Hands down, one of the most useful layman texts I’ve read all year, perhaps the past 3 years. “Dark Data”, written by British statistician David Hand, discusses one of the least well-understood/talked about subject matters in the data-analysis process flow, dealing with missing data. Why this is the case is not exactly clear, but it probably comes down to two reasons: One, the rapidity of work expected from data scientists, not only in executing their scripts, writing code, implementing algorithms, but overall in gaining the valuable “insights” for the company. Thus, when tasked to quickly build a predictive model that could serve as an engine for some scoring process, the focus is often on the “traditional” machine learning development: the test-train-validation loop, and then the subsequent report or implement into production deliverables. Two, the complexity of the topic of missingness (more on that later).
What is often less focused on either by the team, or the client, in these fast-paced projects, is on the nature of the data itself. That is, how was it produced, what does that production imply about the nature of the data- it’s fidelity, and of course, what information is missing from this data. Classical statistical processes of yesteryear would have been very methodical along these lines, but of course statistical consulting was even more bespoke 2 or 3 decades past than it was today , and thus, afforded a more leisurely pace towards it’s analyst. Not so, in modern data science projects, which are often measured in weeks between significant deliverables.
So the “missingness” of data is often pigeonholed into some process to be dumped into a (often blackbox) algorithm, or simple business logics to quickly sieve out offending columns or rows (if it’s tabular/rectangular) etc. Thus, the art of really taking time to understand your data is quickly becoming lost to the current spate of data science analysts and practitioners, in a field that is itself increasingly becoming more abstract, and is emphasizing the “common sense” human intuitions that underlie the kind of analysis described in this text.
Besides the expediency, and with respect to the complexity of missigness, there are actually many different ways one’s data can suffer from missingness. In fact, that’s why this book is a great layman intro to the topic, as the author has outlined a nice, compact system to think about the nature of missing data, and provide starting threads of analysis one can engage in to drill down on that missingness to inform the eventual ameliorating solution.
The author’s system takes the form of a simple typology, a list of 15 different kinds of missing data, which collectively form the definition of “Dark Data”. The types range from self-selection, knowing what’s missing, knowing what’s not missing, missing data that may be time-dependent, to purposefully missing (gaming or adversarial behavior), and many others. Each type in the list gets at least one section of commentary, and an illustrative example.

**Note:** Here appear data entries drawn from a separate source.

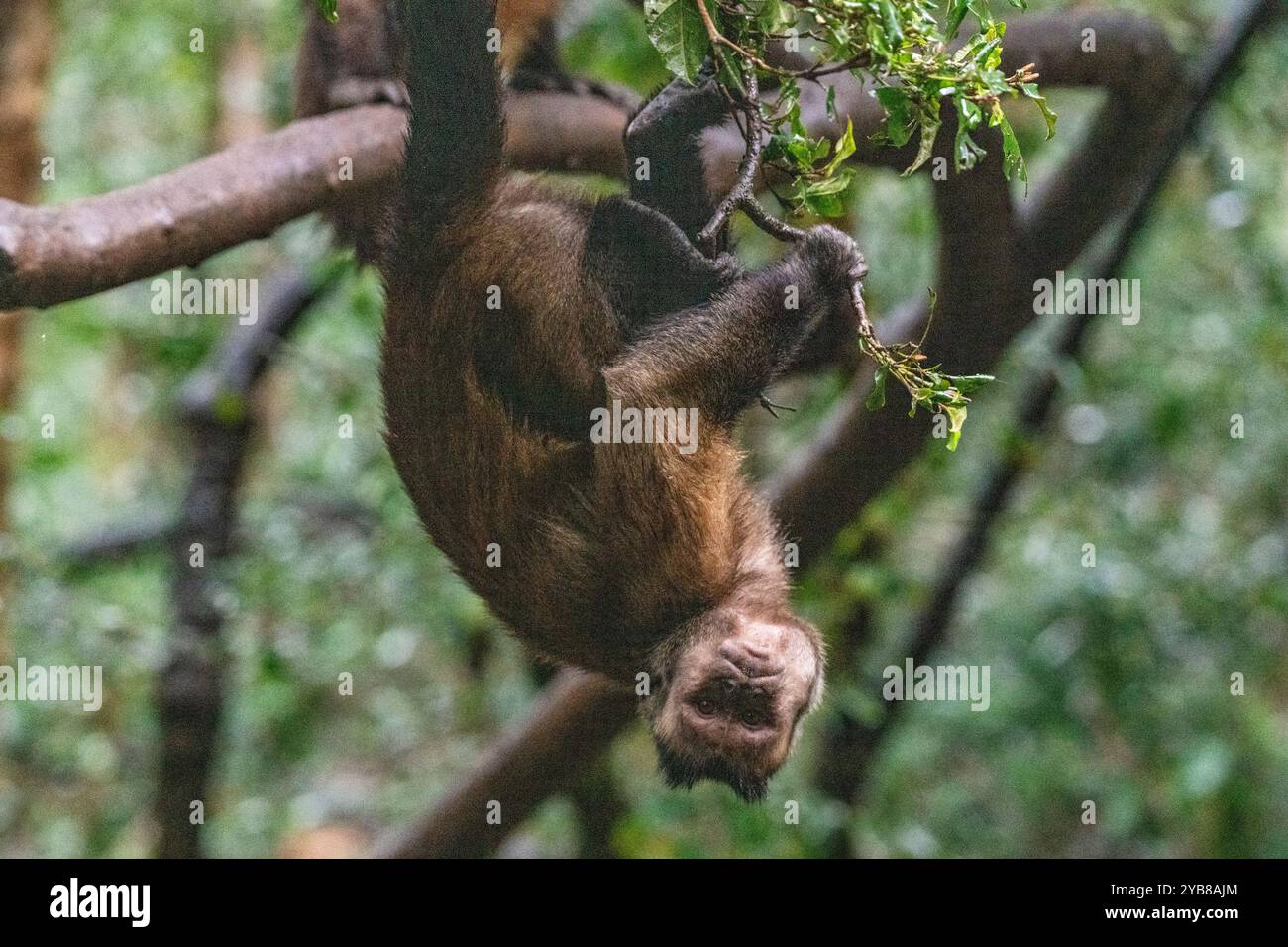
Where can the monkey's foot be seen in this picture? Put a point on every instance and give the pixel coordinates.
(536, 80)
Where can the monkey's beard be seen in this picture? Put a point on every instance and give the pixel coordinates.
(682, 770)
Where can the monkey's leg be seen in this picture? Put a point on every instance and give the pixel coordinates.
(720, 356)
(664, 150)
(647, 265)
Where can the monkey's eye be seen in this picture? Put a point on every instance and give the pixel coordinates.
(752, 718)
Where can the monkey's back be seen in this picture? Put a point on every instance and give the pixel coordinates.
(568, 541)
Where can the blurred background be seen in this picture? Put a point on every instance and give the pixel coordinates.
(1108, 684)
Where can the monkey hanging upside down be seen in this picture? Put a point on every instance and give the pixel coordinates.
(513, 316)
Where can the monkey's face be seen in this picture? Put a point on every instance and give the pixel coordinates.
(733, 697)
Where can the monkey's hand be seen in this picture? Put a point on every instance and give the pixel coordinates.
(368, 91)
(833, 261)
(835, 264)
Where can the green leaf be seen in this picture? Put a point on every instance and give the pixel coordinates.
(1033, 93)
(876, 397)
(928, 133)
(956, 420)
(1013, 158)
(900, 121)
(844, 149)
(956, 14)
(970, 382)
(679, 35)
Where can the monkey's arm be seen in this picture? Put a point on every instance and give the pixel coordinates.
(719, 357)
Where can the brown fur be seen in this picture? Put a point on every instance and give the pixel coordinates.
(623, 558)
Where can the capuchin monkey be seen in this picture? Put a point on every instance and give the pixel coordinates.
(516, 320)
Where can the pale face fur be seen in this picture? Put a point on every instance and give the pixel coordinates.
(733, 697)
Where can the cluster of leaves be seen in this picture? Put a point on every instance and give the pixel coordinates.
(898, 44)
(902, 48)
(927, 385)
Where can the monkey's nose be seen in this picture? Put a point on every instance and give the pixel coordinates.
(754, 660)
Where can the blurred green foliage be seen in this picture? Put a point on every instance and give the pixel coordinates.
(1108, 684)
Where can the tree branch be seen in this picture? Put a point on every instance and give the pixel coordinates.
(189, 692)
(853, 744)
(542, 754)
(52, 256)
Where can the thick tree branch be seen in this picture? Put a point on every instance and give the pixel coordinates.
(189, 692)
(578, 716)
(851, 744)
(51, 256)
(836, 474)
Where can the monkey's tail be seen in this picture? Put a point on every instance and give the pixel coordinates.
(456, 132)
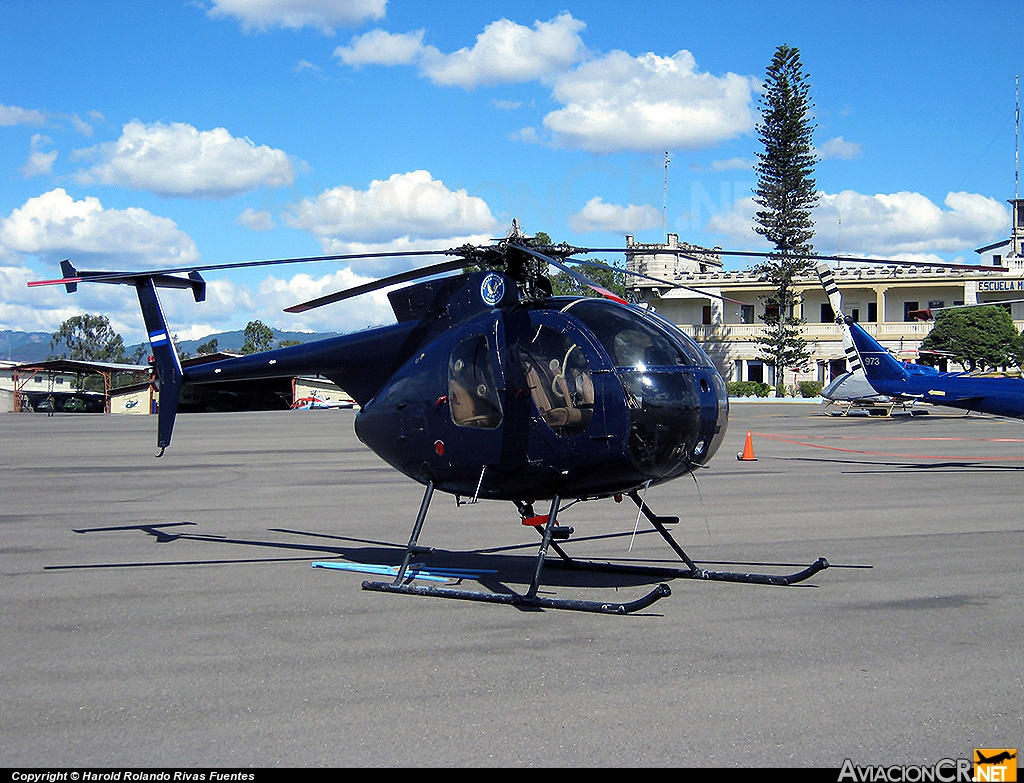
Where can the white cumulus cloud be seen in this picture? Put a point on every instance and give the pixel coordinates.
(598, 216)
(323, 14)
(909, 222)
(404, 207)
(884, 224)
(17, 116)
(55, 224)
(505, 52)
(39, 162)
(379, 47)
(256, 220)
(177, 160)
(648, 103)
(840, 148)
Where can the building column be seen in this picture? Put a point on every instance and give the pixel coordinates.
(880, 302)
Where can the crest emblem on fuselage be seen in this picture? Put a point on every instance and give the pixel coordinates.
(493, 290)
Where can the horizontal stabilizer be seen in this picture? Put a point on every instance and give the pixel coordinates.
(72, 277)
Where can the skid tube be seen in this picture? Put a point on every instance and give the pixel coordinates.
(691, 571)
(528, 601)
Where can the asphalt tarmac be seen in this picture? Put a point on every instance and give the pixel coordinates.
(164, 612)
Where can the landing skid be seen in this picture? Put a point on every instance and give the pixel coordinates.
(691, 571)
(530, 600)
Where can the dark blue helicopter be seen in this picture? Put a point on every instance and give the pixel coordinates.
(489, 387)
(907, 382)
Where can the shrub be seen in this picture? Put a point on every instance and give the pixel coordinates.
(810, 388)
(748, 389)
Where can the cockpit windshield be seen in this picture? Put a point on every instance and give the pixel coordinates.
(634, 339)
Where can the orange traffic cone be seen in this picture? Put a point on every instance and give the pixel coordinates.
(748, 454)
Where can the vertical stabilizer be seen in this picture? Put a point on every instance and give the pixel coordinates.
(166, 357)
(880, 366)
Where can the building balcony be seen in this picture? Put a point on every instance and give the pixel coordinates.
(751, 332)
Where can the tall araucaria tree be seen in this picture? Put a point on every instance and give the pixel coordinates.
(785, 192)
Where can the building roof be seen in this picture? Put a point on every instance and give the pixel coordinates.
(73, 365)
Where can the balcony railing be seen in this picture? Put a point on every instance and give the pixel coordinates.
(750, 332)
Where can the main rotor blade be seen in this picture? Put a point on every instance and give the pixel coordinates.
(596, 265)
(581, 278)
(695, 255)
(108, 276)
(394, 279)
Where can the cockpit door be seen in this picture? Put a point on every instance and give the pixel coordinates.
(566, 377)
(475, 396)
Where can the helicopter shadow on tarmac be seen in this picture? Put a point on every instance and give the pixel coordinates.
(496, 568)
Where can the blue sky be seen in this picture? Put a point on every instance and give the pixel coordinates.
(134, 135)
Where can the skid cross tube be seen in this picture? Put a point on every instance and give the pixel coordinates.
(528, 601)
(691, 571)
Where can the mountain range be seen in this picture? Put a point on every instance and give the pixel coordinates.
(35, 346)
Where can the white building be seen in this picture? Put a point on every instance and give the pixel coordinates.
(881, 298)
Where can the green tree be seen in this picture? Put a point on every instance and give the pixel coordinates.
(87, 338)
(210, 346)
(785, 191)
(182, 354)
(259, 337)
(977, 338)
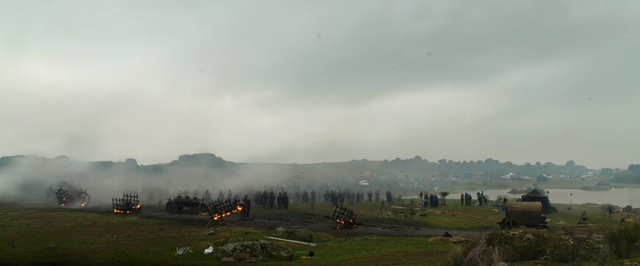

The first few on the list (knowing when something is or is not missing or not knowing it), provides the perfunctory commentary on the traditional typology of missingness that one may have encountered in statistical texts, missing at random (MAR), missing not at random (MNAR) etc., and this material can easily be gotten freely on the net if not encountered in class. However, from there, the real value of the text becomes more apparent, with in-depth discussions from a range of historical case-studies from history (polling during FDRs reelection campaign), another may discuss issues with experimentation, specifically the randomized control trial (RCT), like differential dropout rates, and what that may imply for analysis. In a way, a student inherits the “folklore” of motivating examples from statistics, both well-known and little-known.
Overall, I really liked the book. It isn’t a textbook, it is an introduction, and as mentioned previously, a well-needed one. If there was a weak section in the book, I think it would have to be the chapter dealing with fraud and dark data, I just didn't feel it fit as naturally with the other chapter. I think this should be on the reading list for every introductory and intermediate data scientist, and even old-hands would get some use (I think) from a guided retrospection on these topics and ways to deal with them. Highly recommended.